Yes. Let’s define some terms, though. Pre-emptive warfare: attacking an enemy that poses a clear threat to the safety and security of the nation before the threat is realized. Aggressive warfare: warfare in pursuit of political goals other than defending the safety and security of the nation. So the straight answer to the question is: “One has the component of defending the nation from a threat, the other does not.”
But I suppose that the implication of the question is that the impending war with Iraq is really aggressive warfare, despite the claims of the Administration that it’s pre-emptive self defense. There is probably no way for the general public to know with certainty, a priori, which is the truth. If one trusts the Administration (as I do) then one is prepared to take them at their word, especially since their word squares with years of history and the present facts as I understand them. For example, if the war was simply to get the oil flowing, the easiest way would be to play along with UN and lift the sanctions.
I can’t imagine that people really think we will seize the oil fields in Iraq and give them to ExxonMobil. That would be political suicide, which is something that elected governments actively avoid. Fascist dictators have no comparable brake on their aspirations.

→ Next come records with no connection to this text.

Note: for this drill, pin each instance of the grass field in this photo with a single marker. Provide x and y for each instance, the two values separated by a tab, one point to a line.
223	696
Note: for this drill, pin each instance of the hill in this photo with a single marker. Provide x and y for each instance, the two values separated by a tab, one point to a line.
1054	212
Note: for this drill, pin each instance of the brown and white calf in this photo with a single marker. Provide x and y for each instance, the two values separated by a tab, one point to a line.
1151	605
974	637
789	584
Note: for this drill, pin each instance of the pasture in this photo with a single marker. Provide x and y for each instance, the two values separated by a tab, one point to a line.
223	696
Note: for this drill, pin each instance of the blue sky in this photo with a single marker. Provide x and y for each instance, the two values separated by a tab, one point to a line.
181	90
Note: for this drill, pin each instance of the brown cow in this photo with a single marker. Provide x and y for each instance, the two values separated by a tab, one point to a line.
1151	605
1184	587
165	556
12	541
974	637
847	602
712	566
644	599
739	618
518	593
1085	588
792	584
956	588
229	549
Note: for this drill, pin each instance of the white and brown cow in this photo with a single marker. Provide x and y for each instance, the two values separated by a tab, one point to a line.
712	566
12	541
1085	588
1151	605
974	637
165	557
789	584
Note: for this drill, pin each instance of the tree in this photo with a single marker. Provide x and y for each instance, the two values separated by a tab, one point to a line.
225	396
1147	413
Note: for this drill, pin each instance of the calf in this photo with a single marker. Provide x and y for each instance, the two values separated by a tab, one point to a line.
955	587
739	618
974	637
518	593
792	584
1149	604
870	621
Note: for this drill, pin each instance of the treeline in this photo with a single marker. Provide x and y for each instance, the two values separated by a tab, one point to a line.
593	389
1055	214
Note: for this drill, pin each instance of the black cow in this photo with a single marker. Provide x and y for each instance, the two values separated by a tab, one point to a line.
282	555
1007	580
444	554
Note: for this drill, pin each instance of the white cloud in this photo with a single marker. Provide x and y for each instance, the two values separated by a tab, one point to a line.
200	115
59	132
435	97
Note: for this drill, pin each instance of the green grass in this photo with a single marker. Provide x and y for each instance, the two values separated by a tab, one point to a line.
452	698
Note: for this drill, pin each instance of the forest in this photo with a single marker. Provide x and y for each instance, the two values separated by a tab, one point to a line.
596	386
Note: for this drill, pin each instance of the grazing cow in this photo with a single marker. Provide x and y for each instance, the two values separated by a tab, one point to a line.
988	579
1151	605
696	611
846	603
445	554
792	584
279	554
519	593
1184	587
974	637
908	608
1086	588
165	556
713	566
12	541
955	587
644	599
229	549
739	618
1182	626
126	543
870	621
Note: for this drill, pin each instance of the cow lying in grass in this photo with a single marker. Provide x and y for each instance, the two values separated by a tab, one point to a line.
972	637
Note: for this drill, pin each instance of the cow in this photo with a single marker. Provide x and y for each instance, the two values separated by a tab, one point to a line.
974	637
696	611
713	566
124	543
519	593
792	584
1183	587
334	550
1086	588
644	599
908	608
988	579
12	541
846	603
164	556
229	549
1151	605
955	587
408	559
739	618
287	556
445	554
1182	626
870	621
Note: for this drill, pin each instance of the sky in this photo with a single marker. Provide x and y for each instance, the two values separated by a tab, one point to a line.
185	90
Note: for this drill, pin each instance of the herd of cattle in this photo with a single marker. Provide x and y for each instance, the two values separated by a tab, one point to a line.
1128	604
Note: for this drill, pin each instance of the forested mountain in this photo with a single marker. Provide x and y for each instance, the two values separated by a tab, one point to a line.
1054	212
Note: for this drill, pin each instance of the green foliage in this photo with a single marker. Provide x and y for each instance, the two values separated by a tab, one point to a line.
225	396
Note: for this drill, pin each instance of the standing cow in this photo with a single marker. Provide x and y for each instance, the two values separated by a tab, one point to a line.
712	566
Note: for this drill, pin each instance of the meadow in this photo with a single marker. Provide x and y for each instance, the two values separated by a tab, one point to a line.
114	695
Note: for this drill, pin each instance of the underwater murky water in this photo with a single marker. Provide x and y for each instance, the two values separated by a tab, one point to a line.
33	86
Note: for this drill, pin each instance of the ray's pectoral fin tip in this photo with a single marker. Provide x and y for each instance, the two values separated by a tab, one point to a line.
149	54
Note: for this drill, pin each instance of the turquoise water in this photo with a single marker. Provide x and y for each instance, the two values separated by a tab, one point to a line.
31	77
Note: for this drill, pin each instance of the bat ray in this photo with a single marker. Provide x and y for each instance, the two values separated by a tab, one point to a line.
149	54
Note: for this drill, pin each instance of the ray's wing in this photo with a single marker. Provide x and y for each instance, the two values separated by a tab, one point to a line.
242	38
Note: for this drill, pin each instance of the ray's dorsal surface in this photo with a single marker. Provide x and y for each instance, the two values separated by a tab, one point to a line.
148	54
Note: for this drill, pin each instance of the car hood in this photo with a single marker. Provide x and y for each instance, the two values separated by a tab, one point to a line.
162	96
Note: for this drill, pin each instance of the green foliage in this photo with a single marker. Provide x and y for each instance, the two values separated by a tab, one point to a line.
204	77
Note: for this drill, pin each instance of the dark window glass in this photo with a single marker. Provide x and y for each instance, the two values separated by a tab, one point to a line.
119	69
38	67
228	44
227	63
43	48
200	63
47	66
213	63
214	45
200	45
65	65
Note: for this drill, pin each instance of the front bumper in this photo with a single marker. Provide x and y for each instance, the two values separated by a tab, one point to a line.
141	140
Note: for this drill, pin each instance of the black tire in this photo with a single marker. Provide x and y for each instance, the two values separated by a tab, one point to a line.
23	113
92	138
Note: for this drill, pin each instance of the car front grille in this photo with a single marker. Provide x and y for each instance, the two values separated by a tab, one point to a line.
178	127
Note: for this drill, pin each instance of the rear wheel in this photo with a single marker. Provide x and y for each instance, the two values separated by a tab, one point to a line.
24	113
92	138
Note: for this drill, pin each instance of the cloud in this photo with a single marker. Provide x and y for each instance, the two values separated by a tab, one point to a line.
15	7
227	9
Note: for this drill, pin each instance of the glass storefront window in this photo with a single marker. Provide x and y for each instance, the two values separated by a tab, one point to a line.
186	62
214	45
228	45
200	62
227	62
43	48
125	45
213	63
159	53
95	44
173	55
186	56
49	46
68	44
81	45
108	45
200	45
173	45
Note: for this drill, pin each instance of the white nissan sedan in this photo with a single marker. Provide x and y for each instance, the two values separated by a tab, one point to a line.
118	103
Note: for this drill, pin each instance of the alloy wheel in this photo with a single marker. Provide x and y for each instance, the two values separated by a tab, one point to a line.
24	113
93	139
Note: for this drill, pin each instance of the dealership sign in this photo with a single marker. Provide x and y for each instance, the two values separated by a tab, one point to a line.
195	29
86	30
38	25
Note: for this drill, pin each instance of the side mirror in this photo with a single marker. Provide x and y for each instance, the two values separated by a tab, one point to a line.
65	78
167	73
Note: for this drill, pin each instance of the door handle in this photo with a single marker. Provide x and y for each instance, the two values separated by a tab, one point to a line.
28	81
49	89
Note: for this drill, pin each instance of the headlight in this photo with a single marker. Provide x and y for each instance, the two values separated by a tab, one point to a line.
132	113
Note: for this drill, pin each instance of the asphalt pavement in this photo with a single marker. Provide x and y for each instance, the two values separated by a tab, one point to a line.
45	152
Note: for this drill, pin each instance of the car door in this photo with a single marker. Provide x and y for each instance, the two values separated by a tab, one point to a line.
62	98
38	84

2. What do you feel are the prospects that an invasion of Iraq will succeed in a) maintaining it as a stable entity and b) in turning it into a democracy? Are there any precedents in the past 50 years that influence your answer?
Post-war Iraq could be a mess of tribal contention, or it could turn into a stable democratic regime. There’s no reliable way to know in advance which it will be. We can observe that the long-term trend is for more democracies on the planet. People used to suppose that Asians weren’t compatible with democratic governments, but obviously they are. In the wake of the collapse of communist governments in eastern Europe, people were not sure if there would be stable governments in places like Poland and Romania. That entire region seems to have done much better than many were expecting. So democracy can take root under difficult circumstances, no question.
But besides all that, we need to kill Saddam Hussein to help ensure the safety of our population and the people of Iraq. We can worry about what happens after, after.

3. How successful do you think the military operations and "regime change" in Afghanistan have been in achieving their stated objectives? Does this example affect your feelings about war in Iraq in any way?
My assessment is that those activities have been very successful indeed. They have undoubtedly preserved thousands of Afghan lives. They appear to have put a serious crimp in al Qaeda’s style. The number of casualties for the allied forces at work there seems remarkably low given what they have accomplished. These successes give me hope for similar success in Iraq.

4. As a basis for war, the Bush Administration accuses Iraq of trying to acquire weapons of mass destruction (chemical, biological, nuclear), supporting terrorism, and brutalizing their own people. Since Iraq is not the only country engaged in these actions, under what circumstances should the US go to war with other such nations, in addition to going to war with Iraq?
We should go to war with those other nations when other options for preserving our national interests appear to be inferior. There are many, many factors affecting that evaluation, including political support and military realities. The use of force against, for example, Iran may prove to be unnecessary. The people there may in the process of deposing their Islamist masters. We should let them try. Moving several thousand troops in next door will help buck them up.
Going to war with North Korea may involve the destruction of Seoul by artillery barrage and God only knows what else if they have a nuke or two. We need to tread very lightly there, and consult with our allies in South Korea and Japan. China may also be helpful.

5. The Bush Administration has issued numerous allegations about the threat represented by Iraq, many of which have been criticized in some quarters as hearsay, speculation or misstatements. Which of the Administration's allegations do you feel stand up best to those criticisms?
My personal bugaboo is VX nerve agent. Saddam was known by the UN to have tons of the stuff, and it’s not accounted for. I’m not aware that any sane person has denied those facts. That weapon alone is sufficient in my mind to do what we are about to do, given Saddam’s reckless history. It’s sufficient to kill many thousands of Americans, and it’s not that hard to deliver. These attacks could take place in America tomorrow, and Saddam could deny involvement, and the anti-war people here and around the world would demand still more proof and forbearance. The proof may be impossible to obtain, and our forbearance has been officially exhausted (see resolutions of the US Congress and UNSC Resolution 1441.)

That was really pretty easy. I can’t imagine why everybody doesn’t agree with me!